Sabitfikir
Künye | Yazarlar | Giriş Yap

Eleştiri

Eleştiri

Metropolde safari



Toplam oy: 643
Çevremiz kötülükle çevrili. Biz de kötülük olarak başkalarının çevresindeyiz. Bu gerçeği kabullenenler için Para: Bir İntihar Mektubu iyi bir ayna kitap.

Hiç tanımadığımız insanlarla yan yana geldik. Bunun üzerine inşa edildi uygarlık ve onun en büyük göstergesi sayılabilecek kentler. Önce küçük nüfusun verdiği “herkesin herkesi biliyor olması” güvencesi, yerleşim yeri kalabalıklaştıkça “kimsenin kimseye inanmaması gereği” paranoyasına dönüştü.

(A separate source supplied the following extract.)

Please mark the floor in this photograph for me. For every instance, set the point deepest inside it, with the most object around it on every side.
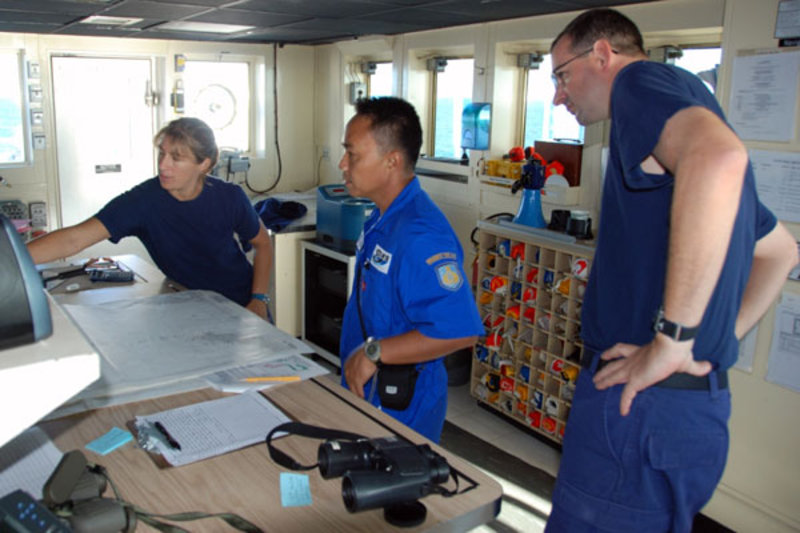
(522, 464)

Kentleşme ve paranın dolaşımı hepimizin kuşkularından beslendiği için hayatta kalabilenlere terfi ettirirken doğa peşimizi bırakmadı ve emrindeki en güçlü duygulardan ikisini: özgürlük aşkı ile vahşetin şehvetini üstümüze saldı. Artık özgür ve vahşi bir tarafımız, ayrıca yüzümüzü gelecek vaadiyle çevirdiğimiz şehirler ve kapitalizm vardı. Özgürlüğümüzü kurumsal kaidelerle, vahşetimizi ahlakın/dinin törpüsüyle eğittikçe modernleştiğimizi sanmamız keyif vericiydi elbette. Kimileri özgürlük arayışlarını bilimle, sanatla uğraşarak bastırırken “vahşetin çağrısı”na kısmen boyun eğenlerin bir kısmı da spora yöneldi. Kentlerin alınyazılarını ise savaşlar, göçler, talanlar ve yoksulluk yazdı. Metropoller bu yağmalara maruz kalıp ölenlerin mezarlıkları üzerinde yükseldi. Bütün gökdelenlerin, rezidansların temellerinde masumların ölülerine uzanan geniş damarlar, hiç kimseyi es geçmeyen kılcal uzantılar bulmak mümkündür. Dünyanın her yerine çakılı duran bu binalar sahte birer Babil Kulesi olarak amacından çoktan sapmış ve kendini yarı-tanrı diye tanımlayanların kontrolüne bırakılmış. Uygarlıklar inanç yüzünden yıkılacak, modernizm ise taklitçiliğe yenilecektir; metropollerde, o binaların gölgesinde kalan her arka mahallede böyle konuşulur – çünkü oraya yabancılar giremez – çünkü orada tanrı da yabancıdır.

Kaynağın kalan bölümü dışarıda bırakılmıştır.